Bidirectional payment proofs for Mimblewimble
NOTE: The cryptography below has not been verified and it could be INSECURE! It needs to be proven correct before being used.
The existing payment proofs only work for the SRS flow and additionally, only allow the sender to show the payment proof.
An improvement over this is early payment proofs RFC which allows us to create payment proofs also for the invoice (RSR) flow.
I think both of them only allow the sender to show the payment proof. So if we think of payment proofs as:
sent to
sender ----------------> receiver
received from
sender <---------------- receiver
We see that we only get the payment proofs from the sender to the receiver. There’s no way for the receiver to prove they received something from the sender. They only work in one direction.
Every payment in store comes with an invoice. The invoice serves as a proof for both the payer and the payee which allows them to prove the payer paid payee for some specific goods. It would be nice to have a payment proof that is simple and works in both ways.
Bidirectional payment proofs
In order for both parties to end up with a payment proof, we likely want to produce the payment proof at step 2 so that when a party produces a signature, they already have the payment proof information.

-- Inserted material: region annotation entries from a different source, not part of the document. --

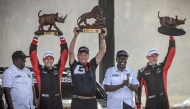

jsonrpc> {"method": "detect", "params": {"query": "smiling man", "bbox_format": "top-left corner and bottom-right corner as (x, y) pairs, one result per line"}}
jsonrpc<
(29, 35), (68, 109)
(102, 50), (139, 109)
(135, 36), (175, 109)
(69, 27), (107, 109)
(2, 51), (35, 109)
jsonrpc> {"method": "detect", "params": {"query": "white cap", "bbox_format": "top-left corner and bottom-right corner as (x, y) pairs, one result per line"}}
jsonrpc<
(147, 48), (159, 56)
(43, 51), (54, 59)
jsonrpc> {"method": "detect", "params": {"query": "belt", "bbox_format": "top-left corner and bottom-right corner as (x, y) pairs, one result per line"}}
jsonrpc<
(73, 95), (96, 99)
(148, 93), (164, 99)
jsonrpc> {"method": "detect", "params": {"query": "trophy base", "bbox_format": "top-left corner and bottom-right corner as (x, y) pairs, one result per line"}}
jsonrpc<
(34, 30), (63, 35)
(77, 28), (105, 33)
(158, 26), (186, 36)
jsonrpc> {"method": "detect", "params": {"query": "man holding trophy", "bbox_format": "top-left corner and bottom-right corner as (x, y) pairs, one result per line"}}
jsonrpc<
(102, 50), (139, 109)
(69, 27), (107, 109)
(30, 35), (68, 109)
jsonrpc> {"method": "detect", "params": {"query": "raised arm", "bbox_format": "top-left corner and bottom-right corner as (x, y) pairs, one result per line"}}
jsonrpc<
(29, 36), (40, 76)
(96, 28), (107, 64)
(135, 70), (146, 109)
(57, 36), (68, 78)
(162, 36), (176, 70)
(69, 27), (79, 65)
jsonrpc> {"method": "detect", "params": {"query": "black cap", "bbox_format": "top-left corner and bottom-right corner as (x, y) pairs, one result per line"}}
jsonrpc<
(12, 50), (30, 60)
(116, 50), (129, 58)
(78, 46), (89, 54)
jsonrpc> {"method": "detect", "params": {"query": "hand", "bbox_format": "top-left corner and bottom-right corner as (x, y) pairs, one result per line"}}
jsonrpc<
(122, 80), (129, 87)
(136, 104), (141, 109)
(33, 100), (37, 107)
(53, 34), (63, 37)
(34, 34), (42, 37)
(100, 28), (107, 39)
(73, 27), (79, 36)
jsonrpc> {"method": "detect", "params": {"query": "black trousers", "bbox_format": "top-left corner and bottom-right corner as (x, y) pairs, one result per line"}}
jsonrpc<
(71, 98), (98, 109)
(123, 102), (134, 109)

Regardless of the flow, at step 2 we have both the sender’s public nonce Rs and the receiver’s public nonce Rr. This allows us to do the following.
Commitment
A transaction commits to a message which is publicly verified as part of a signature verification. Anyone can compute the Schnorr challenge e which is used to scale P in R + e*P = s*G. In order to commit to a payment proof, we commit to another (secret) message by scaling R part as well, but in a way that is invisible to the signature verifiers. This way, we don’t change the Schnorr verification formula which means we don’t add a scalar multiplication operation for the verifiers while still being able to prove the commitment.
Suppose our payment proof has the following fields:
type
amount
timestamp
memo
To commit to this payment proof, we can compute a challenge for the nonces as f = H(M' | Rs | Rr) where M' is our new hidden message commitment which is our payment proof.
Instead of using Rs as the sender nonce, we use Rs' = f * Rs. Similarly, instead of using Rr, we use Rr' = f * Rr and sign for the final kernel nonce Rs' + Rr'.
We also need a proof that Rs is owned by the sender_addr and Rr by receiver_addr. This can be done by providing a simple signature with their addresses with nonce as the message. This is why we don’t need the sender_addr and receiver_addr in the payment proof as these will have to be our witnesses.
Verification
Given (M', X, Rs, sig(Rs, sender_addr), Rr, sig(Rr, receiver_addr)) where M' is the payment proof, X is the kernel commitment of some kernel on chain and the rest is the original nonces with signatures as proofs of nonce ownership, any party can prove this kernel committed to payment proof M' by computing f = H(M' | Rs | Rr) and showing that f * Rs + f * Rr = R where R is a part of the signature (s, R) for that kernel.